A rise in tax rates in 2010/11 could be anticipated in order to finance increasing national debt, which may further slow the country's recovery from the current recession. This comes on news that the Budget deficit rose further in August to -R98-billion.

Although there was a notable decline in the monthly deficit in August, the rising overall Budget deficit demands further debt financing.

What may be of concern is the manner in which expenditure is being financed. Long-term foreign loans have increased to R5.5-billion on an YTD basis, notably above the budgeted R3.8-billion in the 2009/2010 National Budget.

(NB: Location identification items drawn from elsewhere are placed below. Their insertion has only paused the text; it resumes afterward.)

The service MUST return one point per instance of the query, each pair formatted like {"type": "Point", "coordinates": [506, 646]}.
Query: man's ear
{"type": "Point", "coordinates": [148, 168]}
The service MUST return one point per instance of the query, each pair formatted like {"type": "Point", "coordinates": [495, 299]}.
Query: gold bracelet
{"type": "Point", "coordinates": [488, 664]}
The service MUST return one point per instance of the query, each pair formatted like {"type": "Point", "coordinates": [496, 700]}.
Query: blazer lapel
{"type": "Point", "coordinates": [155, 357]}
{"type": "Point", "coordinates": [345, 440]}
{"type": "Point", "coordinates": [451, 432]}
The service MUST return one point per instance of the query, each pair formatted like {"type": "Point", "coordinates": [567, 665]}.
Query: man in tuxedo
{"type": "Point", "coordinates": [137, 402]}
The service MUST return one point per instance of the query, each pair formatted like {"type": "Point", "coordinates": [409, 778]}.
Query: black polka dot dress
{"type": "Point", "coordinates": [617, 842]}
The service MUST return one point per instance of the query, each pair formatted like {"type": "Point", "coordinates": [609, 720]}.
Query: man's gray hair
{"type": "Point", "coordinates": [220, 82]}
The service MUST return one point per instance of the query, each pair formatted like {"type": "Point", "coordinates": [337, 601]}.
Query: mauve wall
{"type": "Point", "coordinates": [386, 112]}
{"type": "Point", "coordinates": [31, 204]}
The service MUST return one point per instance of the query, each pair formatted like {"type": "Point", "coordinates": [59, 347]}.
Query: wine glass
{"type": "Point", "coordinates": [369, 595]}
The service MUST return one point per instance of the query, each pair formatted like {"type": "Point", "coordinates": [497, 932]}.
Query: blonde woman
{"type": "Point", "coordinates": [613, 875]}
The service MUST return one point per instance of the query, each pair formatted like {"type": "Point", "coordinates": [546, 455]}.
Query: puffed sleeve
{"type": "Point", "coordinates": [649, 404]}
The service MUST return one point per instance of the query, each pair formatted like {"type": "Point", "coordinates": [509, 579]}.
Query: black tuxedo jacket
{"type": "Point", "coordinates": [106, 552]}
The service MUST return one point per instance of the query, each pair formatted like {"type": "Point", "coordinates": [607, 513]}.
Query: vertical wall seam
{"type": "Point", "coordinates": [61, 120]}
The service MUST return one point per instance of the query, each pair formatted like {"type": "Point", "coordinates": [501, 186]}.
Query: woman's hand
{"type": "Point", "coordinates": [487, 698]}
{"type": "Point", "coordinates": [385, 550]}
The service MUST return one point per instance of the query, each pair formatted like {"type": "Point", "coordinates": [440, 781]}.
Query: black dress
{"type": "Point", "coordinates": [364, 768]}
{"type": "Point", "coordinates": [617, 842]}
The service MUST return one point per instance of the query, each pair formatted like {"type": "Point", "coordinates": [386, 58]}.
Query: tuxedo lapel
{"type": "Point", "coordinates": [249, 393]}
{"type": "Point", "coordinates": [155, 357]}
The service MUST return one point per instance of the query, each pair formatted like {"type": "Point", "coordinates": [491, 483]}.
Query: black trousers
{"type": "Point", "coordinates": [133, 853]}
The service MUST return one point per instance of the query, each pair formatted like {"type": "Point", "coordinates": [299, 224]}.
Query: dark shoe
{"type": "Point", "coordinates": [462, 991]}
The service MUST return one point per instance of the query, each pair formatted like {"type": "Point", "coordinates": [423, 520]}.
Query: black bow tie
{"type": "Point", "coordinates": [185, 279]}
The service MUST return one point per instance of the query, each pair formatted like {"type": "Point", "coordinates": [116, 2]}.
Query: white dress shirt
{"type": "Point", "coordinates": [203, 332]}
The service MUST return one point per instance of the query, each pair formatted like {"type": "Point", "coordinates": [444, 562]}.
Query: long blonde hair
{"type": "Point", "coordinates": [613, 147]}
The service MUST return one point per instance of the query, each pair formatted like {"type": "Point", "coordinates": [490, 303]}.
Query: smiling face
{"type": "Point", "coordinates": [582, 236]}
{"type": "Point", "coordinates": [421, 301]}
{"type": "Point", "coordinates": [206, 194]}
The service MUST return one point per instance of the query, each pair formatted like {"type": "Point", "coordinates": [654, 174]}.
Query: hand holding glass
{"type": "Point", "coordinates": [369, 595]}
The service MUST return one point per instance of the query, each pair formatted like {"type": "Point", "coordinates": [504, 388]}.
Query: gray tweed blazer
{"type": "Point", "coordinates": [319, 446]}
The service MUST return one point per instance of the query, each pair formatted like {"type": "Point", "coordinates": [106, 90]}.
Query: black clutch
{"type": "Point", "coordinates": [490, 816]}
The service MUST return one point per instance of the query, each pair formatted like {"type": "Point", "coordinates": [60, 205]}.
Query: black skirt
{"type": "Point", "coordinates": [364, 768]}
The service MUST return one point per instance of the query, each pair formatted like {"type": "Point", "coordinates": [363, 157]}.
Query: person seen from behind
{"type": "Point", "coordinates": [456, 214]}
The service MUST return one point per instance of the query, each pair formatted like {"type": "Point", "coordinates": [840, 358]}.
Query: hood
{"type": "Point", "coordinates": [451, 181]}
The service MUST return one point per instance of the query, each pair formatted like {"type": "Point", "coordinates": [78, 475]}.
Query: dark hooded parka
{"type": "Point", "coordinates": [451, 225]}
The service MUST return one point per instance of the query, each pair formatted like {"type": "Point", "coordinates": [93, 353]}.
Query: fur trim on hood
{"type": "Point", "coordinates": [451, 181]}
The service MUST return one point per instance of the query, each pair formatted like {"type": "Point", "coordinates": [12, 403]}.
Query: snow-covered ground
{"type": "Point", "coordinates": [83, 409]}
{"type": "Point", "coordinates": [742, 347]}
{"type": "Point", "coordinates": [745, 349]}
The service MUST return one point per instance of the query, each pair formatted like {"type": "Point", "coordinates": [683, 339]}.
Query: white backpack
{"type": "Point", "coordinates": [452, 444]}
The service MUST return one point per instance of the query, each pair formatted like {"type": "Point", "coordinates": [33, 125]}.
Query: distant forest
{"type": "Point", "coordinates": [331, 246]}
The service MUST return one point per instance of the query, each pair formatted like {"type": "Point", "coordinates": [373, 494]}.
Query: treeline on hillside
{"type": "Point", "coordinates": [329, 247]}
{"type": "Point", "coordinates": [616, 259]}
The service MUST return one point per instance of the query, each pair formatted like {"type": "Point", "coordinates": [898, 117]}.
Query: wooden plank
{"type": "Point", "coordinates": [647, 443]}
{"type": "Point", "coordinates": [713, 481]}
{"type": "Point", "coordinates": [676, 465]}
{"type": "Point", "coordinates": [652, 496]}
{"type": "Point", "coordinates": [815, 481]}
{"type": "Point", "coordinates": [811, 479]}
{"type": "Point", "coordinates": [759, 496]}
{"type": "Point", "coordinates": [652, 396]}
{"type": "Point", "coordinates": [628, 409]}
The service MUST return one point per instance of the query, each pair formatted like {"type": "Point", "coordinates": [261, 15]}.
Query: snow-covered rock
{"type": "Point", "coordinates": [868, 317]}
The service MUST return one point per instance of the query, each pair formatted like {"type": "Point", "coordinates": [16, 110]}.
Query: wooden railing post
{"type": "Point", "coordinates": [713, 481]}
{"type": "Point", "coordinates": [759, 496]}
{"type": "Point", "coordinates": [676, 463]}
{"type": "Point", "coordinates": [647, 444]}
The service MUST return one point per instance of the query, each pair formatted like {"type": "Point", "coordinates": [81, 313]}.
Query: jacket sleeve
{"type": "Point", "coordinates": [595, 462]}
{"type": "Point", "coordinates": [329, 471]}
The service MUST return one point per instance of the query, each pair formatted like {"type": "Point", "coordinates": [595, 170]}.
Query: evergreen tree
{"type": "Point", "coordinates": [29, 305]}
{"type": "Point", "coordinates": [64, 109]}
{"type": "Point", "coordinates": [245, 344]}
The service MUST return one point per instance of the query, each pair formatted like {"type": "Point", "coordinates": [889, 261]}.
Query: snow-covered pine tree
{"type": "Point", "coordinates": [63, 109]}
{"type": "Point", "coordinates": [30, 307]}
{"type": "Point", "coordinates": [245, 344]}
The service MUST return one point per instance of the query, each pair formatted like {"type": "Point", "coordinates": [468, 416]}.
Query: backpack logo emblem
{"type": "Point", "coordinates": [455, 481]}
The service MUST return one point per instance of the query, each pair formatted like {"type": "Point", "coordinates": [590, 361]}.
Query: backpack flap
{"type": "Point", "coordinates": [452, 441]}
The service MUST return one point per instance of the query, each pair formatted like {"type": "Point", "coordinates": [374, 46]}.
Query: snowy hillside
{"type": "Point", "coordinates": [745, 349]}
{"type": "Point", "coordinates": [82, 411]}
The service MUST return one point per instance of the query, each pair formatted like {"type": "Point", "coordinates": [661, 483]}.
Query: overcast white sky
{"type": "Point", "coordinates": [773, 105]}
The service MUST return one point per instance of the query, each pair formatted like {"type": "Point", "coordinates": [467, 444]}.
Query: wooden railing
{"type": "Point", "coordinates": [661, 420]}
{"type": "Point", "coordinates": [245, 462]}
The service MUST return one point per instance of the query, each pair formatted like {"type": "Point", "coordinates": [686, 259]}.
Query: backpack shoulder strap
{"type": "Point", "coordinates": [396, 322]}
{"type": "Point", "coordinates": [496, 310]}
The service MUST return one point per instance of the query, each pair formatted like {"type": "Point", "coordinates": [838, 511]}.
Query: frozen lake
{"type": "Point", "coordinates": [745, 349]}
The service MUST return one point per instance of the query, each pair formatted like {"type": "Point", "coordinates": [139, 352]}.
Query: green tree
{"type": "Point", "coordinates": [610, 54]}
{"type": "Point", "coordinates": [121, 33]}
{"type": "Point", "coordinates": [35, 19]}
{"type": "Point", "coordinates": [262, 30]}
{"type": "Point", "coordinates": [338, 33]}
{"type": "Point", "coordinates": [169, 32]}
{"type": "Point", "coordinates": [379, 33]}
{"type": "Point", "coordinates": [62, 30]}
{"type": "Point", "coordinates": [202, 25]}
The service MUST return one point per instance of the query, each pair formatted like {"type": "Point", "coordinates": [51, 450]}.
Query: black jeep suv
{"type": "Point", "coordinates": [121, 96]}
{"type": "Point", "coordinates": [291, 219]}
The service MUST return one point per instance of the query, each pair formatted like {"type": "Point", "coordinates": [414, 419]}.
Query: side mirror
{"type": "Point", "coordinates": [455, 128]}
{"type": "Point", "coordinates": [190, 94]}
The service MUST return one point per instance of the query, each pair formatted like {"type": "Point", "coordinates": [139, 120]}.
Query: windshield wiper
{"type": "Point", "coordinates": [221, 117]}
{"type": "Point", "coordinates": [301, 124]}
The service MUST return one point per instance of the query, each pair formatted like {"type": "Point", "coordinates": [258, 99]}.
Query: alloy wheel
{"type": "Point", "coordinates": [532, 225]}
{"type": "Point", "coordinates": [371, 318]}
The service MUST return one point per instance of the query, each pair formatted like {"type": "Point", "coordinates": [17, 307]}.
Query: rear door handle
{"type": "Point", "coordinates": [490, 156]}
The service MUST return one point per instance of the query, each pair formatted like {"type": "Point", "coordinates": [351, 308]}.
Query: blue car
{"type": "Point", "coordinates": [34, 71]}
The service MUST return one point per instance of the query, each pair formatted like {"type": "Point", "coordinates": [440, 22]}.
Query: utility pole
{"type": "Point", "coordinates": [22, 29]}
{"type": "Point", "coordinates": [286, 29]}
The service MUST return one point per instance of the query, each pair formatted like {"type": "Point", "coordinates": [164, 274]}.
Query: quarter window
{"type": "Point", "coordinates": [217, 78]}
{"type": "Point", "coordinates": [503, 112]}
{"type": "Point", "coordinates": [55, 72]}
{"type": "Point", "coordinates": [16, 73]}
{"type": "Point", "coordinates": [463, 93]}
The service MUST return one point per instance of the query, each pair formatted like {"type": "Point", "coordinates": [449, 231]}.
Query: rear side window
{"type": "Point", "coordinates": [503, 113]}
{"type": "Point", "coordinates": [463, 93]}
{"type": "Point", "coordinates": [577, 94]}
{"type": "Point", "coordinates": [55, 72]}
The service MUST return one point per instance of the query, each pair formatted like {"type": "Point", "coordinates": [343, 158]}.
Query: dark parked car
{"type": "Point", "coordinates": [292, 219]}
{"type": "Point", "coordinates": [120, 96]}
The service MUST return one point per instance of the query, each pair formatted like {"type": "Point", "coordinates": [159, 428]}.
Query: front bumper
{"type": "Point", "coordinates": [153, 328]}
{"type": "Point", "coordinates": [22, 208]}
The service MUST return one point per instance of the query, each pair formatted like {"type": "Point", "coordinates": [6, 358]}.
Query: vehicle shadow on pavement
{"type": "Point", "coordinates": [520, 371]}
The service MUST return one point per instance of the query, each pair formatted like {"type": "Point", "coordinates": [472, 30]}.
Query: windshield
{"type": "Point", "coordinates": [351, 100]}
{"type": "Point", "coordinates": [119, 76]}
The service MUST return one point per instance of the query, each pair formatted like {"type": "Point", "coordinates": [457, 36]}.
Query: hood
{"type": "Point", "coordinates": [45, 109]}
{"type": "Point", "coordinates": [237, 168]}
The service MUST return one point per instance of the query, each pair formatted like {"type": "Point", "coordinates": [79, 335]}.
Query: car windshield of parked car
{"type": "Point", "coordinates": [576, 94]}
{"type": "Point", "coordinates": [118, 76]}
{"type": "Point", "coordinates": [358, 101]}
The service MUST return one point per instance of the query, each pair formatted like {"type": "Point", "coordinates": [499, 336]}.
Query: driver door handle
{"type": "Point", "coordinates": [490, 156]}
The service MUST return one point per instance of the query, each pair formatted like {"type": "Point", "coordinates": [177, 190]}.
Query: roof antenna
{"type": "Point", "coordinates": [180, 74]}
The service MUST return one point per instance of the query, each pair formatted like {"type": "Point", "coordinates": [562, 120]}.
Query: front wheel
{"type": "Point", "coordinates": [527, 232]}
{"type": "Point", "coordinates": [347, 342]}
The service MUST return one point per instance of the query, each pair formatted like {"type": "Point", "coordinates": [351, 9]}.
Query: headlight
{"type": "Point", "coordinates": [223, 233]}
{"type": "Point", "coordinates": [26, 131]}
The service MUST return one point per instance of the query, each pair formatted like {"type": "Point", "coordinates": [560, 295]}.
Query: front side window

Conversely, only R33-billion in domestic long-term loans has come into use on an estimated budget of R61.5-billion. It is likely that the government is taking advantage of lower interest rates in foreign countries, while local financers struggle to provide credit at low reserves in the current recession.

The national debt burden

However, it is concerning that the accumulation of foreign debt will erase the strides the country has made in reducing the national debt burden in the last ten years, over and above the serious effect possible weakness in the rand would have on the size of foreign debt.

August recoded a much lower –R8.7-billion deficit during the month, from a staggering –R31.6-billion in July. Although the decline in the deficit still represents a 50 percent y/y increase in the month's deficit, this is still notably lower than the 66.3 percent rise in the deficit in July.

Furthermore, while government revenue declines by a lower -4.6 percent y/y in August from -8.4 percent in July, expenditure increased by a marginal 1.3 percent y/y in the month, from a rise of 16.4 percent in July. This may be an indication of an improving government balance sheet.

Government revenue declined from R47.5-billion in August 2008 to R45.3-billion in August 2009. Further declines in company, individual and international trade taxes were recorded, as a result of slowed economic activity, rising unemployment, as well as a reduced tax rate in the 2009/2010 fiscal year.

Some relief to household balance sheets

However, a notable rise in taxes on goods and services marked the second consecutive increase in this revenue component. Taxes on goods and services rose to R16.09-billion in August 2009, from R14.61-billion in August 2009. This is an indication of rising domestic demand as the declines in inflation and interest rates provide some relief to household balance sheets.

One expects that with the improvement in domestic household expenditure, company profits will soon begin to improve, resulting in some recovery in company tax revenues. July saw liquidations decline by a notable -7.4 percent in the month, a further indication that economic activity is improving.

However, one should remain cautiously optimistic as high levels of uncertainty are still prevalent in the economy. Although retail and vehicle sales growth is recovering, they are still in negative territory. The recovery in the economy is likely to be slow, subsequently keeping improvements in government revenue moderate.

Government expenditure increased by a mere R0.6-billion to R53.9-billion from August 2008 to August 2009. However, on an YTD basis, expenditure increased to R300.6-billion in August 2009 from R193.1-billion in August 2008.

As Minister of Finance Pravin Gordhan has stated recently, instead of reducing expenditure in the current fiscal year due to lower revenue (as a result of the recession), it has been decided to finance planned expenditure (in order to prevent the delay of planned developments).